Years ago I worked with the youth of a congregation as a seminary intern (yes, it was many years ago). One time as I was gathering my charges at the close of a fellowship outing to an amusement park, one of the young people came up and told me they had found the perfect souvenir just for me. It was a baseball cap, but it had two bills; emblazoned on the space between them were the words: “I’m Their Leader … Which Way Did They Go?”
I’ve thought of that cap frequently over the years as I have reflected on the needs for leadership in the church. Certainly its makers meant it as a joke. Yet recently I’ve come to see it as a metaphor not of a hopelessly confused and failed leader, but of precisely the traits of leadership required in times of rapid change like these. Multiplicity of vision, preservation through transformation, shared authority blurring the distinction between “leaders” and “followers”—that double-billed hat is just right for those kinds of leaders.

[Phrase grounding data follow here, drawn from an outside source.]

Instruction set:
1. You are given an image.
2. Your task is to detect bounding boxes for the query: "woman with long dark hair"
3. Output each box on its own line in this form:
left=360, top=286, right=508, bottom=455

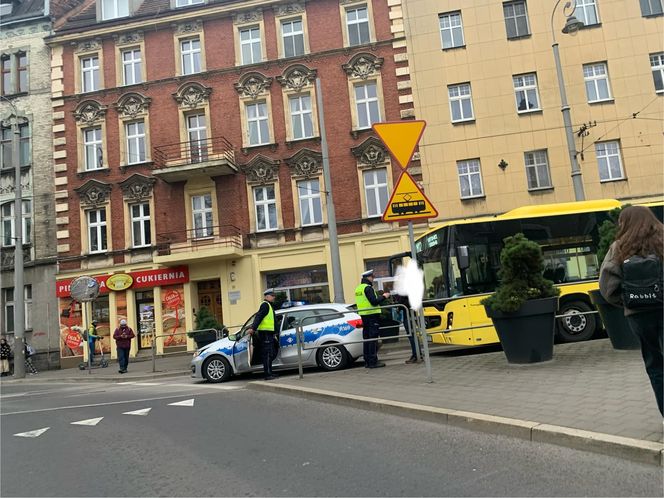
left=599, top=205, right=663, bottom=416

It is in that vein I recalled that cap as I read two books on the need for leaders to develop an ability for complex thinking (Roger Martin’s The Opposable Mind and Kegan & Lahey’s Immunity to Change). We live in a digital age where in one sense everything is reduced to 1s and 0s, but it is also an age where binary “either/or” thinking is far too simplistic and limiting an approach for dealing with the world.

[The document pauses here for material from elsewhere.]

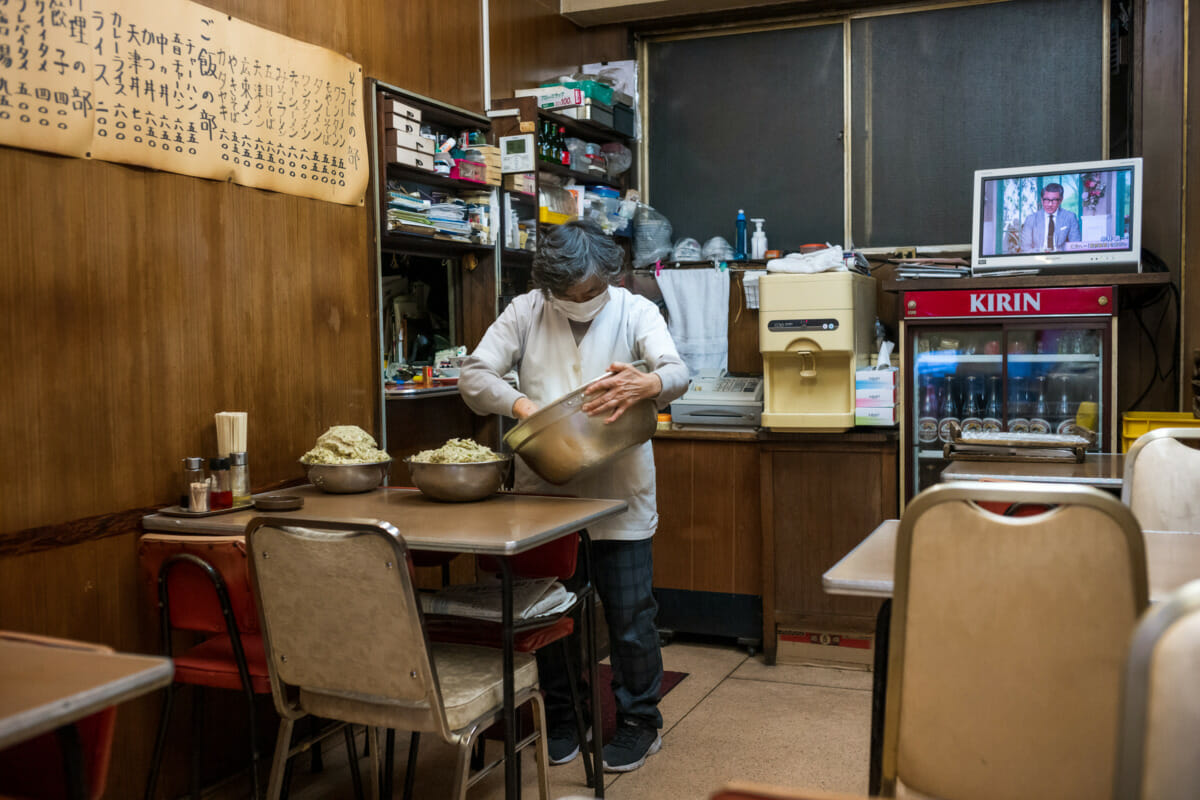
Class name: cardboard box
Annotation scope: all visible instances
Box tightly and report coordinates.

Most recently, however, I have been reminded of that hat as a positive metaphor for leadership in reading a brief statement that came out of the Presbyterian Church (USA)’s “Six-Agency Leadership Initiative Consultation.” One section touches directly on the relationship between “leaders” and “followers”:
- Leaders who let go…
- giving up the need to control;
- sharing power;
- risking failure;
- …and leaders who take up:
- moving beyond the idea of being open to that of actively pursuing openness;
- starting with the gifts of the community rather than the needs of the institution;
- going out into the world instead of waiting for the world to come in.
Like that double-billed cap, this statement is a reminder that leaders must accept the responsibility of helping the community fulfill the calling inherent in its gifts ("I'm their leader ...") even as they are led by those whom they serve ("which way did they go").